Als Evolution am 19. Juli 2001 in die Kinos kam, waren Macher und Studio davon überzeugt, einen großen Hit auf der Hand zu haben. In der Theorie passte alles: eine Sci-Fi-Komödie von Ghostbusters-Regisseur Ivan Reitman, mit Akte-X-Star David Duchovny und American-Pie-Star Seann William Scott, tolle Locations mit Wüstenflair, gute Gags, tolle Effekte und überraschende, weil sich ständig verändernde Kreaturen.

Evolution hätte zu einem Hit werden müssen und wurde es doch nicht. Bei einem Budget von 80 Millionen US-Dollar konnte der Film in den USA nur 38 Millionen US-Dollar reinholen. Im Rest der Welt waren es weitere 60 Millionen US-Dollar(öffnet im neuen Fenster). Addiert man die Kosten für die Werbekampagne und stellt in Rechnung, dass nur gut die Hälfte des Kinotickets an das Studio geht, verbrannte Evolution zig Millionen.
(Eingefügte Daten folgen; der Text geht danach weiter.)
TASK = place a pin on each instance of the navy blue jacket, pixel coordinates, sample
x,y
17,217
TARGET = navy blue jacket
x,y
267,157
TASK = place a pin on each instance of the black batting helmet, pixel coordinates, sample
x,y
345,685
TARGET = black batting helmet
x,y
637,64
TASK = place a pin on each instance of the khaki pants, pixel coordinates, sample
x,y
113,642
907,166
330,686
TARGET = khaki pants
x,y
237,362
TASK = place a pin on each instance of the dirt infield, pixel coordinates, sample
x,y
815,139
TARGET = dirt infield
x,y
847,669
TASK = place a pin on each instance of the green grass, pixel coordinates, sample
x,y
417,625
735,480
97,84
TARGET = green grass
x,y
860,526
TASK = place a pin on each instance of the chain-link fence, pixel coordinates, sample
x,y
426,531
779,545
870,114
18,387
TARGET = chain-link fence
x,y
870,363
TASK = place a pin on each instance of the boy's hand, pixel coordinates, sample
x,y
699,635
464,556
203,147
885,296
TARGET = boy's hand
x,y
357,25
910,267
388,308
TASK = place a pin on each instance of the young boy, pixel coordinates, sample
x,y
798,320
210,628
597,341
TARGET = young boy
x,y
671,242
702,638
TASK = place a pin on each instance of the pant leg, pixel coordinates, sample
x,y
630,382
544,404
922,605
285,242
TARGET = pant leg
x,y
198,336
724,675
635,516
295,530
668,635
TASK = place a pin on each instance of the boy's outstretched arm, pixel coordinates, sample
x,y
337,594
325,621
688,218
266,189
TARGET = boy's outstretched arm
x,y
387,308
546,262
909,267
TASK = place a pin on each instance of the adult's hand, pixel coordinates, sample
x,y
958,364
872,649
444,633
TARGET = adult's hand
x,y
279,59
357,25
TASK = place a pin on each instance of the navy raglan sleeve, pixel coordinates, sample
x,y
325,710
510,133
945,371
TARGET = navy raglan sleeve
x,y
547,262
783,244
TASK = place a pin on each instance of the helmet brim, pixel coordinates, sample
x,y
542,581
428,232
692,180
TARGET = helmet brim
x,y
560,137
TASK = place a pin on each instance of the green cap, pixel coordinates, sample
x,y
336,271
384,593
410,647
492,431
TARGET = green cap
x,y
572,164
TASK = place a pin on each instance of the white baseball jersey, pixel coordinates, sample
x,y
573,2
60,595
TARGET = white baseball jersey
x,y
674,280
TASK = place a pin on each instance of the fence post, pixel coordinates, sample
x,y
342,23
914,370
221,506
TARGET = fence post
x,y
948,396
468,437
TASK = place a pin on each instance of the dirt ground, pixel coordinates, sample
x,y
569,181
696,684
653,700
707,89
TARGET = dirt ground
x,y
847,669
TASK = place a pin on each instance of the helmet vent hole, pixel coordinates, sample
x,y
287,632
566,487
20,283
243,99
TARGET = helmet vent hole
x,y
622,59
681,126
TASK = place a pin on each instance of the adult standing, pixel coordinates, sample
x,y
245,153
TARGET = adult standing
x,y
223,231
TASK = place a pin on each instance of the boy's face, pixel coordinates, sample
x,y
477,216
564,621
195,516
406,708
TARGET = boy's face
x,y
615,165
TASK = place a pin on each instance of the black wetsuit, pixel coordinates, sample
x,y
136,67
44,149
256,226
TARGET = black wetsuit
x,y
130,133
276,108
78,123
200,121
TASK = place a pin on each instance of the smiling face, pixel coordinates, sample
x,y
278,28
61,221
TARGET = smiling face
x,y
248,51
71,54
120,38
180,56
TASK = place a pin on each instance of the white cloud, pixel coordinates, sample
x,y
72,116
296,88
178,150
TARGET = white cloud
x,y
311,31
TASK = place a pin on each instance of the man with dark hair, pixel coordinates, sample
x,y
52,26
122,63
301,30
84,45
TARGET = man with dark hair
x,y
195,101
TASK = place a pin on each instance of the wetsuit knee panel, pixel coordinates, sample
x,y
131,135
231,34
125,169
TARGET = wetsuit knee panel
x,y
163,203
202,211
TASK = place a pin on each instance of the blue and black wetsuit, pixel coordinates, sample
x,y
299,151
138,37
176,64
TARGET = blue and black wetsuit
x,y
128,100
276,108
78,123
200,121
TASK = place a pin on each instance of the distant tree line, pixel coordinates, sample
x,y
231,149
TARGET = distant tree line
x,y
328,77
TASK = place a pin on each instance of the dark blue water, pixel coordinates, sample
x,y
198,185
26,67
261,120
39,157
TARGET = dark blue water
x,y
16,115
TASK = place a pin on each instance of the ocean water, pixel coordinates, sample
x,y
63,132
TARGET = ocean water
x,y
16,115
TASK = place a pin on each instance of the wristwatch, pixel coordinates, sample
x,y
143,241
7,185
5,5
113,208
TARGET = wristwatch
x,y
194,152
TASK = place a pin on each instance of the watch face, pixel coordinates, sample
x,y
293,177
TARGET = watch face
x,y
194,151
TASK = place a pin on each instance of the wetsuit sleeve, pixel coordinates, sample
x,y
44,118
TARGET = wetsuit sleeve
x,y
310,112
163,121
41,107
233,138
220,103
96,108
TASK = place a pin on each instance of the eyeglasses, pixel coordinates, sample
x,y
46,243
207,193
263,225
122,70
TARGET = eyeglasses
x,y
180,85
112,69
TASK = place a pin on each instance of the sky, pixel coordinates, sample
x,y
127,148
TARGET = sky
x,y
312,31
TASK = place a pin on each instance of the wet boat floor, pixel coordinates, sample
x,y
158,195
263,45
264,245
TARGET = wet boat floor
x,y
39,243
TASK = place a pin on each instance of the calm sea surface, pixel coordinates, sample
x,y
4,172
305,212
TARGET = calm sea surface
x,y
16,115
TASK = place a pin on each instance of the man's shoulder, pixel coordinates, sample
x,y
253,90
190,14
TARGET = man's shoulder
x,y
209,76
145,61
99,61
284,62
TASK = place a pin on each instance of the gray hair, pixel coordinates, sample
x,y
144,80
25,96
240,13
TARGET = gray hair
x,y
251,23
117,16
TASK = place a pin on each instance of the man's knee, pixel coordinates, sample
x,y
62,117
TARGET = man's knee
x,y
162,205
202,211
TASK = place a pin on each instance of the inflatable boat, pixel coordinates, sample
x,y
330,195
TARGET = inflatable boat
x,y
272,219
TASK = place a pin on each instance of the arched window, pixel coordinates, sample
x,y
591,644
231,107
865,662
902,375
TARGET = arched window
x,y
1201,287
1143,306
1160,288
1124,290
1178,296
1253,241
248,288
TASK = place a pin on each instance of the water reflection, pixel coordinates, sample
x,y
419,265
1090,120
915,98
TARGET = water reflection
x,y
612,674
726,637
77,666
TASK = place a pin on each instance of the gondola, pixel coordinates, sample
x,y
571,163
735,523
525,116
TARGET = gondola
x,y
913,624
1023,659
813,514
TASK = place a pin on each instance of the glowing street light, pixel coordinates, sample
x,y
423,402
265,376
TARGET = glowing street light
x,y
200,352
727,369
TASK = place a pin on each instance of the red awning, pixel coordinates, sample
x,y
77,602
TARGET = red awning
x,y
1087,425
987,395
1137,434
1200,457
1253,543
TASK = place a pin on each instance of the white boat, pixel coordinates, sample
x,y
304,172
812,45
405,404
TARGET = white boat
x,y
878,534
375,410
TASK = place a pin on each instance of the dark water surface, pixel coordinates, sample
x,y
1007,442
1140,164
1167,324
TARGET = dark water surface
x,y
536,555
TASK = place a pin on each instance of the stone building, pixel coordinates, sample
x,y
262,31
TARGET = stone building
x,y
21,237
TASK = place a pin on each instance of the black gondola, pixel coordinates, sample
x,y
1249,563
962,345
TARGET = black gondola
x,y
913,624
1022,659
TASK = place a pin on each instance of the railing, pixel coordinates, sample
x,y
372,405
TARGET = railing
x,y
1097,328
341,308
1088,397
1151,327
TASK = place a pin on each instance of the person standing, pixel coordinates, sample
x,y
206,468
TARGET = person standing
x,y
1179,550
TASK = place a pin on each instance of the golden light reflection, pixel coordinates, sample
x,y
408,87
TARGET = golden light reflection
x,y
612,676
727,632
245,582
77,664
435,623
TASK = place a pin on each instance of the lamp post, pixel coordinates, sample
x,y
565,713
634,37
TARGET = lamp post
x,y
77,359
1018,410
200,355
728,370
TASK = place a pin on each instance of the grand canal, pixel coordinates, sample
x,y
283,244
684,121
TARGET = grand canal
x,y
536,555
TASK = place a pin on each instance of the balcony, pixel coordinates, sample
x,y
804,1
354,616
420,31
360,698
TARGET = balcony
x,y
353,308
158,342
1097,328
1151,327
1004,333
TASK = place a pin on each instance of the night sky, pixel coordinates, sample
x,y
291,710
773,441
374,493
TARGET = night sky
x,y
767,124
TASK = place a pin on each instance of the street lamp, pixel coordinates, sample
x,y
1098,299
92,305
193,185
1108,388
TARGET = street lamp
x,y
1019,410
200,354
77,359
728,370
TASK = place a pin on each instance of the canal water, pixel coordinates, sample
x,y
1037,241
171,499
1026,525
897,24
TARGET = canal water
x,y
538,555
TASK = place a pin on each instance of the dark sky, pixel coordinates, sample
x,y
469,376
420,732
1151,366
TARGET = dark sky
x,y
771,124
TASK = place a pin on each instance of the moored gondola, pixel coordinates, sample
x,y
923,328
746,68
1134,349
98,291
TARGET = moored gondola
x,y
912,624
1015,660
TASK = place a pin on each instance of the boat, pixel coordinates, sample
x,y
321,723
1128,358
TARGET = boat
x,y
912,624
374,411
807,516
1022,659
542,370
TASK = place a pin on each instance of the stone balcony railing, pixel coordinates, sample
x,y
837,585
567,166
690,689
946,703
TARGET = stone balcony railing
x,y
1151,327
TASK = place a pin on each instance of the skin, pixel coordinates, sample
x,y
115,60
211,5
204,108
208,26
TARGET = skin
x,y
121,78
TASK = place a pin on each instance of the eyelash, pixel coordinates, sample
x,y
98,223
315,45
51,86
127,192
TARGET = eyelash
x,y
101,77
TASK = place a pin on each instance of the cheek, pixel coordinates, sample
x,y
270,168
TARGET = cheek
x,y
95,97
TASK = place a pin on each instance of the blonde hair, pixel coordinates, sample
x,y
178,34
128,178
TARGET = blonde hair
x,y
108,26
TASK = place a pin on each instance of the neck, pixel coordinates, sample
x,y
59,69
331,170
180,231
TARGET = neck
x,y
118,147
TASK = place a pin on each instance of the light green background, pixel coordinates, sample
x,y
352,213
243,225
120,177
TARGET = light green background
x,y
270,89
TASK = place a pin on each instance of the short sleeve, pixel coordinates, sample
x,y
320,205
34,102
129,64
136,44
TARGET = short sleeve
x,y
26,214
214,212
Im Lauf der Jahre hat sich das mit weiteren Auswertungsformen etwas relativiert. Auch deswegen, weil ein neues Publikum auf den Film aufmerksam wurde und erkannte, was den Kinogängern vor 25 Jahren entging: dass dies eine herrlich überdrehte Sci-Fi-Komödie ist, bei der die Genre-Mixtur sehr gut funktioniert.

Das ist keine Selbstverständlichkeit, die wirklich gelungenen Sci-Fi-Komödien kann man an einer Hand abzählen. So nimmt Evolution locker mit Spaceballs und Galaxy Quest seinen Platz im Triumvirat der komischen Science-Fiction ein.

Das Ende der Welt ist nah – und die Rettung in jeder Drogerie zu finden

Die Geschichte spielt in dem abgelegenen Kaff Glen Canyon in Arizona. Ein mysteriöser Meteor stürzt mitten in der Wüste ab. Dabei bringt er Leben aus einer anderen Welt mit sich, das sich nicht nur jeder neuen Umgebung anpassen kann, sondern auch in rasanter Weise eine Evolution durchmacht. In nur wenigen Tagen werden so aus Würmern erst Primaten und dann an Pterodaktylen erinnernde Kreaturen.

Das Ende der Welt könnte besiegelt sein, gäbe es nicht die Universitätsprofessoren Ira Kane (David Duchovny) und Harry Block (Orlando Jones), die Militärwissenschaftlerin Allison Reed (Julianne Moore) und den Feuerwehrmann in spe Wayne Grey (Seann William Scott), die sich gemeinsam gegen die Invasion stemmen. Die Rettung ist dann, das ist keine Übertreibung, ungewöhnlich, aber in jeder Drogerie zu finden.

Schreckten die Produktplatzierungen ab?

Es war sicher eine ungewöhnliche Idee, dass die Protagonisten die außerirdischen Kreaturen ausgerechnet mit einem Shampoo von Head & Shoulders bekämpfen. Normalerweise fließt bei derartigem Product Placement Geld, angeblich soll dies hier nicht der Fall gewesen sein(öffnet im neuen Fenster).